Acabei de perceber algo interessante sobre a saída de Warren Buffett da Berkshire Hathaway. O cara que basicamente inventou o investimento buy-and-hold acabou de fazer uma mudança dramática na carteira em seus últimos trimestres como CEO, e isso nos diz algo sobre como ele vê o mercado agora.



Então, aqui está o que aconteceu: Buffett deixou o cargo em 31 de dezembro de 2024, entregando o controle para Greg Abel. Mas antes de sair, os registros 13F revelaram suas últimas negociações — e, honestamente, são bem loucas. Depois de manter a Apple como a joia da coroa da Berkshire por anos, ele vendeu 75% da posição. Estamos falando de vender quase 688 milhões de ações ao longo de nove trimestres. Isso não é uma simples redução; é um sinal de saída completo.

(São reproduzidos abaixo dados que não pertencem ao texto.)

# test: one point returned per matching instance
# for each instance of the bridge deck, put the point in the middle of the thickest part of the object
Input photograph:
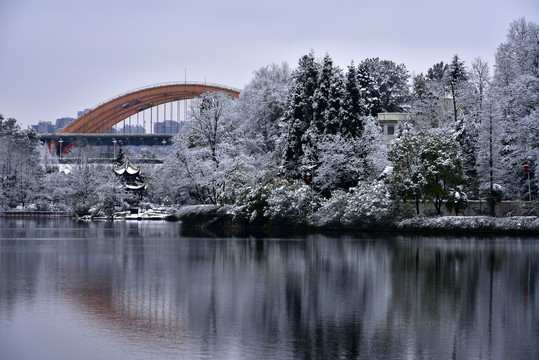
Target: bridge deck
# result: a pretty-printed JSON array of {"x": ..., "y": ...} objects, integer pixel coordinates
[{"x": 107, "y": 139}]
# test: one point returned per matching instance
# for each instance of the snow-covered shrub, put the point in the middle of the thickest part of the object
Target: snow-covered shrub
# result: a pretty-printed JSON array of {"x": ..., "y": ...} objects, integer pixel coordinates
[
  {"x": 331, "y": 211},
  {"x": 370, "y": 204},
  {"x": 291, "y": 203},
  {"x": 278, "y": 202},
  {"x": 456, "y": 200},
  {"x": 367, "y": 205}
]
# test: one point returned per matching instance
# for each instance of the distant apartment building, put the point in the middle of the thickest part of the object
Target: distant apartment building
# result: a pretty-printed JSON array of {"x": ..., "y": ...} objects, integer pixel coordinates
[
  {"x": 167, "y": 127},
  {"x": 389, "y": 121},
  {"x": 44, "y": 127},
  {"x": 63, "y": 122}
]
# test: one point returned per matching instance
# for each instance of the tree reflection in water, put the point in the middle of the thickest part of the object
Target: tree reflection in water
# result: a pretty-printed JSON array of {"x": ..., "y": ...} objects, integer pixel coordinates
[{"x": 167, "y": 295}]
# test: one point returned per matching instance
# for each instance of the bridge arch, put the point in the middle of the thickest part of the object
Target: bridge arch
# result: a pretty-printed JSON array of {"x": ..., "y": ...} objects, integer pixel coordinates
[{"x": 115, "y": 110}]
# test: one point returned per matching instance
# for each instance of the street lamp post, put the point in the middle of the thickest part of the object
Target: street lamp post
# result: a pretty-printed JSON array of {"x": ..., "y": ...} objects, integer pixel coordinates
[
  {"x": 527, "y": 171},
  {"x": 61, "y": 141}
]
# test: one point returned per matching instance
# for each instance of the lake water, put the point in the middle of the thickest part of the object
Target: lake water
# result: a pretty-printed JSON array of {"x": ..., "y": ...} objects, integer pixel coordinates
[{"x": 152, "y": 290}]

O que é fascinante é o porquê. Buffett nunca escondeu sua admiração pelo modelo de negócios da Apple — a lealdade do cliente, o poder de precificação premium, o enorme programa de recompra de ações. Mas as avaliações importam, e a Apple saiu de uma relação de preço/lucro de 10-15x quando ele comprou em 2016 para 34,5x no início de 2025. Acrescente vendas estagnadas do iPhone e expectativas crescentes de impostos corporativos, e de repente a matemática não funciona mais. Mesmo para Warren Buffett.

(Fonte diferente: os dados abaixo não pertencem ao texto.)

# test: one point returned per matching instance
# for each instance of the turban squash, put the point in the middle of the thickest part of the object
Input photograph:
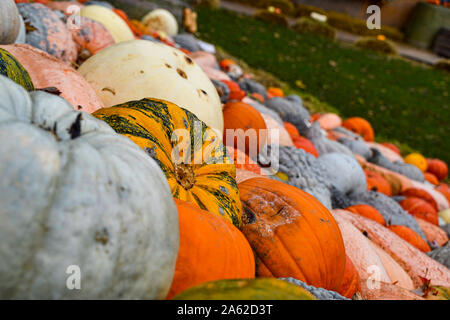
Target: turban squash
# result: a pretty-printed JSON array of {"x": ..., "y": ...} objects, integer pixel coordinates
[
  {"x": 292, "y": 234},
  {"x": 11, "y": 68},
  {"x": 211, "y": 248},
  {"x": 246, "y": 289},
  {"x": 360, "y": 126},
  {"x": 196, "y": 164},
  {"x": 70, "y": 195}
]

Mas aqui é onde fica interessante: enquanto todo mundo focava na saída da Apple, Buffett estava silenciosamente fazendo outra coisa. Por seis trimestres consecutivos, levando à aposentadoria, ele vinha comprando discretamente a Domino’s Pizza. Construíram uma participação de 9,9%, aproximadamente 3,35 milhões de ações. Não é uma posição enorme, mas a consistência mostra algo — isso não foi aleatório. Foi deliberado.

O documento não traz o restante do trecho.